From Shane Oliver, AMP:
- Global share markets mostly rose over the last week. US shares rose 0.9% on the back of solid economic data and a mixed but okay start to earnings reporting season. Eurozone shares rose 0.2% with the ECB cutting rates again. Japanese shares fell 1.6%, but Chinese shares rose 1% helped by better than feared economic data despite a lack of detail about fiscal stimulus plans. Australian shares benefitted from the solid US lead and made it to record highs, rising 0.8% for the week. Gains on the Australian share market were led by financial, industrial and health care shares offsetting weakness in energy and IT shares. Oil prices fell 8.4% and metal and iron ore prices also fell, but gold prices rose to a record high. The $A fell as the $US rose.

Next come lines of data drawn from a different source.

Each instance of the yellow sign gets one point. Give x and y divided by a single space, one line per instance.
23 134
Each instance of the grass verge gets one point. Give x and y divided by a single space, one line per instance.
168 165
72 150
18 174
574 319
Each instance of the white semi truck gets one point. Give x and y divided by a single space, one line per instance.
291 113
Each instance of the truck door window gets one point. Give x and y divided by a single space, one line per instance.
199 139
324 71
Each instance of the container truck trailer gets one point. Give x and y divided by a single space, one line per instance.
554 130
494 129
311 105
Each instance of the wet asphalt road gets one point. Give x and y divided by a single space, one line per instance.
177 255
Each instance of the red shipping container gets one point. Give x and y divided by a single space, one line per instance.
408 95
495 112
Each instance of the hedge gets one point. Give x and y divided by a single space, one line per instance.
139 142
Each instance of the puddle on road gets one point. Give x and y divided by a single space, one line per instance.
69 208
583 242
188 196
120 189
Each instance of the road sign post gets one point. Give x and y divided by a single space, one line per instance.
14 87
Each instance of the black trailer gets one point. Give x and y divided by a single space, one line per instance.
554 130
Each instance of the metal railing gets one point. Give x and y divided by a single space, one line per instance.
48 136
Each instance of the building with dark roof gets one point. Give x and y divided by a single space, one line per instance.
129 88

- Global disinflation and rate cuts continued over the last week. September inflation data in Canada and the UK saw inflation fall below 2% and September quarter data saw New Zealand’s inflation rate fall to 2.2%yoy, which is back within the target range for the first time since March quarter 2021. This leaves the Bank of Canada on track to cut rates again in the week ahead, possibly by 0.5%, the Bank of England on track for another rate cut in November probably of 0.25% and the RBNZ also on track to cut in November by 0.5% but possibly by 0.75% as it doesn’t meet again until Feburary.

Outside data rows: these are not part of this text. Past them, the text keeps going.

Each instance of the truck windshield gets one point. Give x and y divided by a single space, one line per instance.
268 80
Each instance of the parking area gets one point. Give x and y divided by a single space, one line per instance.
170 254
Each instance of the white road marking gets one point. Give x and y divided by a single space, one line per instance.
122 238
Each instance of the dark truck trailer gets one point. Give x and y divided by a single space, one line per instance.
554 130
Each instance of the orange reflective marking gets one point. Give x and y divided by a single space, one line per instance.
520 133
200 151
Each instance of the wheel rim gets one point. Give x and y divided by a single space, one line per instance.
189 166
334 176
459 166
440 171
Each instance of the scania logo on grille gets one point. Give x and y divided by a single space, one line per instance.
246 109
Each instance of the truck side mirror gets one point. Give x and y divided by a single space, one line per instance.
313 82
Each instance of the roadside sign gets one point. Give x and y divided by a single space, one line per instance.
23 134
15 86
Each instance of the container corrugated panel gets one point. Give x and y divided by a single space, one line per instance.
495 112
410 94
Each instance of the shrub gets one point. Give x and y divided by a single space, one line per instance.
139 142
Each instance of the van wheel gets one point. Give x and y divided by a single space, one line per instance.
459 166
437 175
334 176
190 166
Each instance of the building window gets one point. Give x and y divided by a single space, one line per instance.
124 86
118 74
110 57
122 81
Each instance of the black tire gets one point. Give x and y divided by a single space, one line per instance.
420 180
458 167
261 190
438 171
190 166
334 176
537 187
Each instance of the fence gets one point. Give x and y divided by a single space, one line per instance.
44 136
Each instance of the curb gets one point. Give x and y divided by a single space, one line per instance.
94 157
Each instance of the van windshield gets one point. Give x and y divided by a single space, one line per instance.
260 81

- The ECB cut its key policy rates by another 0.25% taking its deposit rate to 3.25% and its main refinancing rate to 3.4% noting that “the disinflationary process is well on track”. While President Lagarde provided no forward guidance and noted that the ECB will remain data dependent the overall tone of the ECB’s communications was dovish with Lagarde seeing the risks to inflation as being on the downside. The ECB is likely to cut again at its next meeting in December.

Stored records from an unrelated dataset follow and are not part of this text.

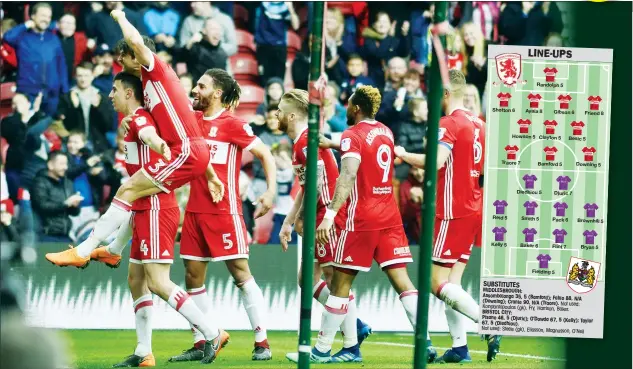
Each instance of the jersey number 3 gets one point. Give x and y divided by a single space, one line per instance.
477 148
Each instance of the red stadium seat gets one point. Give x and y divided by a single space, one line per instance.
245 42
251 97
240 16
244 68
294 44
7 91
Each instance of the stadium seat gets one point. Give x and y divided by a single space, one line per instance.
294 44
240 17
251 97
245 42
7 91
244 68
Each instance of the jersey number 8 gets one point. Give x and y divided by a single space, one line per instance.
477 148
384 161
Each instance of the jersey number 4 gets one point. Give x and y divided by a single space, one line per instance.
477 147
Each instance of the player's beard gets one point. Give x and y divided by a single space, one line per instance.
201 103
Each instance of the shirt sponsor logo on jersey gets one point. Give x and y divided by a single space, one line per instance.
346 143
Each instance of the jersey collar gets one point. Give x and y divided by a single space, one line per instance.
215 116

- The past few weeks have provided mixed messages as to the outlook for Australian interest rates. On the one hand falling global inflation is a good sign that Australian inflation will continue to fall. This is backed up by falls in forward looking output price indicators – in the NAB and PMI surveys - and the Melbourne Institute’s Inflation Gauge which are pointing to more good news on underlying inflation. And the RBA appears to be getting a bit less hawkish - with no consideration of another hike at its September meeting, the RBA dropping the “no rate cut expected in the near term” line from its formal communication and RBA Chief Economist Hunter noting that its less concerned about a rise in inflation expectations. Against this though, the September jobs data came in on the strong side with unemployment falling back to 4.1% reducing the pressure to ease to help the economy and likely reinforcing RBA concerns that the jobs market is still too tight risking wages growth greater than is consistent with the 2-3% inflation target. That UK and US unemployment is also around 4% and yet they are seeing slowing wages growth and slowing inflation may provide the RBA with a bit of confidence not to be too concerned. But the September jobs data on its own reduces the possibility of a cut by year end (the money market now puts the probability at 26%) and puts greater importance on upcoming inflation releases. We think a December cut is still possible if underlying inflation comes in much weaker than expected, but our base case remains for the first cut to come in February.